[scuttleslops] SPOT, UMG, TXN, SPGI, TRU, ADSK, MTCH, CSGP, DLTR
The very first scuttleslop! Let me know what you think. Again, the text that follows is substantially AI-generated, but try not to be too negatively biased by that fact. You might imagine that I hired a junior analyst and tasked them with summarizing the most recent and relevant newsflow and management commentary related to my coverage in a weekly email. Give it a chance!
Spotify and Universal sign a licensed-AI deal that re-cuts the music value chain
At Spotify’s Investor Day on May 21, Spotify and Universal Music Group announced new recorded-music and publishing licensing agreements that, for the first time, give a major DSP the right to let users generate licensed AI covers and remixes of participating UMG artists’ songs. The tool will launch as a paid add-on for Premium subscribers, with artists and rightsholders opting in; UMG framed it around “consent, credit, and compensation,” with payments flowing to both Masters and publishing rightsholders.
Strategically, this is a coordinated response to Suno and Udio, which have built fast-growing user bases on top of unlicensed catalog and are facing label lawsuits. Spotify and UMG are betting that a sanctioned, opt-in experience inside a Premium subscription beats unlicensed generative tools so long as the labels share the upside. Spotify is trying to make generative AI additive to rightsholders rather than a piracy-like threat. The pitch is that fans will create derivative works inside a paid, licensed system, artists and songwriters will share in the value, and Spotify will capture “fan spending amongst our super users that doesn’t exist today.”
For the labels, this is another kind of negotiated rent extraction: any new format eventually has to draw on the rightsholders’ catalog, and the big three can tax it. For Spotify, it’s a higher-ARPU, paid feature monetized above the base subscription that could improve monetization if the economics are favorable (the royalty structure has not been disclosed).
The risk is that this also legitimizes per-track generative play that, at scale, could fragment listener attention away from the catalog itself, especially if it bleeds into discovery in the main app. WMG was not part of the deal, but its stock rose alongside Spotify’s on the implication that similar terms will follow.

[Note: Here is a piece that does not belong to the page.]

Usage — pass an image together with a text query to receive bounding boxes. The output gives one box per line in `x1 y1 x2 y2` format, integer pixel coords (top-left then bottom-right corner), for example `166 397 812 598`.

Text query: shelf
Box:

Other notable bits from the Investor Day:
Podcasts were presented as a turnaround story. Roman Wasenmüller said podcasts were previously “a highly negative business and a drag on overall company margin,” but are now in their second year of profitability, with a long-term path to 40% margins. He also said podcast engagement has doubled since the last Investor Day (in June 2022), video podcasts have been streamed by more than 500 million users, and Premium users who listen to podcasts in addition to music spend three more days per month on Spotify.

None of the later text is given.